Lightyear
New member
- Joined
- Jul 3, 2008
- Messages
- 899
Is this the sole reason for friendships? Mental stimulation? If mental stimulation were the guiding force in seeking and maintaining friendships, it is not surprising then that they would fall apart eventually. The two people learn all they can about each other, they know each other's M.O., they've heard it all. They move on.
My opinion? You're avoiding emotional intimacy and the cycle won't end until you learn why.
I agree with heart. I have ended or let drift away friendships before because the other person just didn't get me or any of my interests (mainly it was an S-N clash, which was made worse by the other person being an extrovert and doing all the talking so they never got the chance to truly get to know me anyway) and I felt like I had to hide a big part of my personality to get along with them. But I have learnt from that and allow only certain people into "close friendship-zone" and most of my friendships don't end like this anymore. So if the friendships of the OP constantly end because after a while he feels like the other person can't excite him anymore that shows some deeper issues.
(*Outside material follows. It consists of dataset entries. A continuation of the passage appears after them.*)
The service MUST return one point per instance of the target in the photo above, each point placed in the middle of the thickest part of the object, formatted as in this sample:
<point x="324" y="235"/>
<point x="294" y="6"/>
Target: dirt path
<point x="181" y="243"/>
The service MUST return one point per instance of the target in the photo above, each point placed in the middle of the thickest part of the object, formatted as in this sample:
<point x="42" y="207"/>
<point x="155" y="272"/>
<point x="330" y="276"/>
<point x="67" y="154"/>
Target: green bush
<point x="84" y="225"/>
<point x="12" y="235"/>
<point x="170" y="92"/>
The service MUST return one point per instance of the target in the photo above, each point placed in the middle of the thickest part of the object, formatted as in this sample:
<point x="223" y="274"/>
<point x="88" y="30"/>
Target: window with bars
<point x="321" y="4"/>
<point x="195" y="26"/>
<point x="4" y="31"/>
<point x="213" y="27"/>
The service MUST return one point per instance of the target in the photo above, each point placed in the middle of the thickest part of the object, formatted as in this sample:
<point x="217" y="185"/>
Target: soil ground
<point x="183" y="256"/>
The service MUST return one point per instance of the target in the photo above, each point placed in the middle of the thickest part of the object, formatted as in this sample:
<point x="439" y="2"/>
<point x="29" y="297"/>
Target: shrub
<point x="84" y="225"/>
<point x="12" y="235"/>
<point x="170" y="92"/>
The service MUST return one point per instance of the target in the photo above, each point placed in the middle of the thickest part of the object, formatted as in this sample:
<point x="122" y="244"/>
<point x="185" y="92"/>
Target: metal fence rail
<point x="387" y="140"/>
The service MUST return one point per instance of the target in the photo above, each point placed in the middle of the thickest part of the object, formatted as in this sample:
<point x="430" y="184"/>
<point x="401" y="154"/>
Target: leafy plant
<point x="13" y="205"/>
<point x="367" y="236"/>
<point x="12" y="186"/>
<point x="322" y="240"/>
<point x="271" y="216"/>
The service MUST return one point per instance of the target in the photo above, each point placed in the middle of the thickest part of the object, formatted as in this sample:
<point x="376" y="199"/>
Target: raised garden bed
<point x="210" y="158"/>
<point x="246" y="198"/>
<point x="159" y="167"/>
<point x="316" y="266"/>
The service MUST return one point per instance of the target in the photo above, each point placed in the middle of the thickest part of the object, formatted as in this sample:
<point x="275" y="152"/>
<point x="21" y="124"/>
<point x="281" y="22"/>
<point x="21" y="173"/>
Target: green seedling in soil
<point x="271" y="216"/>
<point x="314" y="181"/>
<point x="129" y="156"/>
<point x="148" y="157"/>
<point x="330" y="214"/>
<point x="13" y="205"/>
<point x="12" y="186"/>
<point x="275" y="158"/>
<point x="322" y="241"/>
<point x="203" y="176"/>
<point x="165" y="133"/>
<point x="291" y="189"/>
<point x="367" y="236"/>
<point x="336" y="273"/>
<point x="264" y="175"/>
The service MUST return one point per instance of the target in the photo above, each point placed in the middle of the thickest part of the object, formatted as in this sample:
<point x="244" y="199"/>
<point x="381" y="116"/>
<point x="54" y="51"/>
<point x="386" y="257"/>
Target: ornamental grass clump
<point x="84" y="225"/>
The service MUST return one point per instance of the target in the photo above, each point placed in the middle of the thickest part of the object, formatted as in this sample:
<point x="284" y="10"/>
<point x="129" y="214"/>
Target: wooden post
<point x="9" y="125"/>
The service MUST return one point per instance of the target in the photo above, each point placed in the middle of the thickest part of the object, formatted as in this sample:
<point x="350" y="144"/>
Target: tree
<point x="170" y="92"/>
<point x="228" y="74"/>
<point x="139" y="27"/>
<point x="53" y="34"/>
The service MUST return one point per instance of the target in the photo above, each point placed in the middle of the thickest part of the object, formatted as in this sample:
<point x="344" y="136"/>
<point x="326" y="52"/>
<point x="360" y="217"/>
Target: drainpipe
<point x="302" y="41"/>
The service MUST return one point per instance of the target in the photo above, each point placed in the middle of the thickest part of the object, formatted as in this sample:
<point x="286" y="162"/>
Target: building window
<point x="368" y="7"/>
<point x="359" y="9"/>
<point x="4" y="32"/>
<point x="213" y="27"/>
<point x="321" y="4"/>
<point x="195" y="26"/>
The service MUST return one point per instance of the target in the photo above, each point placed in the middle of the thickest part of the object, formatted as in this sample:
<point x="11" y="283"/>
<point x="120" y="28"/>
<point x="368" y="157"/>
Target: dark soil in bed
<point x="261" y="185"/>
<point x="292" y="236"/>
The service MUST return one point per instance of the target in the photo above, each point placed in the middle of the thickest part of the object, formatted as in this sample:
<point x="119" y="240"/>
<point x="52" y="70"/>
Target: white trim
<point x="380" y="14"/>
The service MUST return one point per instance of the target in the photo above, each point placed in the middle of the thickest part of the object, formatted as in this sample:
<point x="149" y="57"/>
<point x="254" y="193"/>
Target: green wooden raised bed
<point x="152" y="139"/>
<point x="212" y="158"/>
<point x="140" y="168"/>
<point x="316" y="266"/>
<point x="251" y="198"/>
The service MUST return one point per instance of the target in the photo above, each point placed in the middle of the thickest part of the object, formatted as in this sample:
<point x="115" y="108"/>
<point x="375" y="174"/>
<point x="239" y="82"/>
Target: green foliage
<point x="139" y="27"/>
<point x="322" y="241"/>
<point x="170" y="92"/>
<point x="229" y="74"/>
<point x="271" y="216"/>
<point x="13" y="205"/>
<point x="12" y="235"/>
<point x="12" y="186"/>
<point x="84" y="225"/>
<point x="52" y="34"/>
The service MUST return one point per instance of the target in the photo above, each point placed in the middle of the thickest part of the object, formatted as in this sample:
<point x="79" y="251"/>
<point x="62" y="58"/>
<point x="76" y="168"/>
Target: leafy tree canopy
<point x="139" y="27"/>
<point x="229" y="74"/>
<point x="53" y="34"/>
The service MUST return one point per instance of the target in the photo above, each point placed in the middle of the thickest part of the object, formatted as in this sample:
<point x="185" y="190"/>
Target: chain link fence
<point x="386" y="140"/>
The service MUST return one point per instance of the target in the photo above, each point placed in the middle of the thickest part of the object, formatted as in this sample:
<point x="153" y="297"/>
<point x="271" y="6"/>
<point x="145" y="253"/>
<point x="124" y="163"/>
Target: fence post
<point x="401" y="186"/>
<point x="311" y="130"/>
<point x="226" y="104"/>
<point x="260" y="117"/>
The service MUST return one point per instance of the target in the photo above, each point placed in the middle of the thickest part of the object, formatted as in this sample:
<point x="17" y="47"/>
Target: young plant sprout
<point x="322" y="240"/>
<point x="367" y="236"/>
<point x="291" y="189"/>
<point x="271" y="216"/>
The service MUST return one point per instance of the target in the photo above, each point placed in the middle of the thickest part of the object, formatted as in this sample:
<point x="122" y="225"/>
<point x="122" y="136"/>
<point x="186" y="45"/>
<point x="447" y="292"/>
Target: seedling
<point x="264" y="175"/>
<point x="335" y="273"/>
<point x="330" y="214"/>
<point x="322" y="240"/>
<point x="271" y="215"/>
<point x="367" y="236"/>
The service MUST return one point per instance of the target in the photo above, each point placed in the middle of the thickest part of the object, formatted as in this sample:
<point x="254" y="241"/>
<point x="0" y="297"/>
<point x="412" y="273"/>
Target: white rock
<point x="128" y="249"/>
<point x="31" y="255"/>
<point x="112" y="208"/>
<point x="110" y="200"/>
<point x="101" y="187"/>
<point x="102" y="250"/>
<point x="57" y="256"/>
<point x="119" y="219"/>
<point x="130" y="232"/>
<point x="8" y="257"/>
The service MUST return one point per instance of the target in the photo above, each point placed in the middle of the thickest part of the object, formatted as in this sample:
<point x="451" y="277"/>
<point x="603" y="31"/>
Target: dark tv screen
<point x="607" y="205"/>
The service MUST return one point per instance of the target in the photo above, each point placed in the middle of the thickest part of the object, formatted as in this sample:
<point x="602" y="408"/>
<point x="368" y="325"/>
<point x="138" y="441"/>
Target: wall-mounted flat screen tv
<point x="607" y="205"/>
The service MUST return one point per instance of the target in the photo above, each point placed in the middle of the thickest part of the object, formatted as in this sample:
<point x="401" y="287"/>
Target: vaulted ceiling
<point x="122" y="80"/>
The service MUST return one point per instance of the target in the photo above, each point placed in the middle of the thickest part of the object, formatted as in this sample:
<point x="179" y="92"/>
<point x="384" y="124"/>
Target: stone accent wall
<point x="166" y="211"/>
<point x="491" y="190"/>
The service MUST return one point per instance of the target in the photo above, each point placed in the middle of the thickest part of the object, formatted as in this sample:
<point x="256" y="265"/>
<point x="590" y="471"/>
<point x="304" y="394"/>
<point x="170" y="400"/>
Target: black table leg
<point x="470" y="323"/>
I'm going to focus most on Situation 3 because it's exactly what I'm going through now and I'll hopefully be able to help you.
My issue with my friend was this: she was my best friend, thus, I possessed the compulsion to be completly open with her. [I'm extremely all or nothing in relationships; it's hard to fragment myself around someone I'm close to.] The problem was, she /hated/ everything I was passionate about (poetry, literature, plays, music, etc). Whenever I did share these said topics with her, she had no input. At all. A "wow" or a "lol" or an "okay" perhaps, but that was it. If I invited her to one of my plays or tried to get her to read one of my poems, she would oppose it to the death, even if she knew that it was important to me. [Then, even if she did 'tolerate' it, I would recieve no input.] It was absolutely maddening and I felt extreme discontentment in our relationship.
So... I vehemently concur that intellectual stimulation is important.
I can completely relate to this situation, it's like you have hit a wall and you just can't go deeper with this person anymore and have to close off certain parts of yourself and play friends on the surface. I think if there are no other real connection points in the friendship that would be a reason to just let it drift away.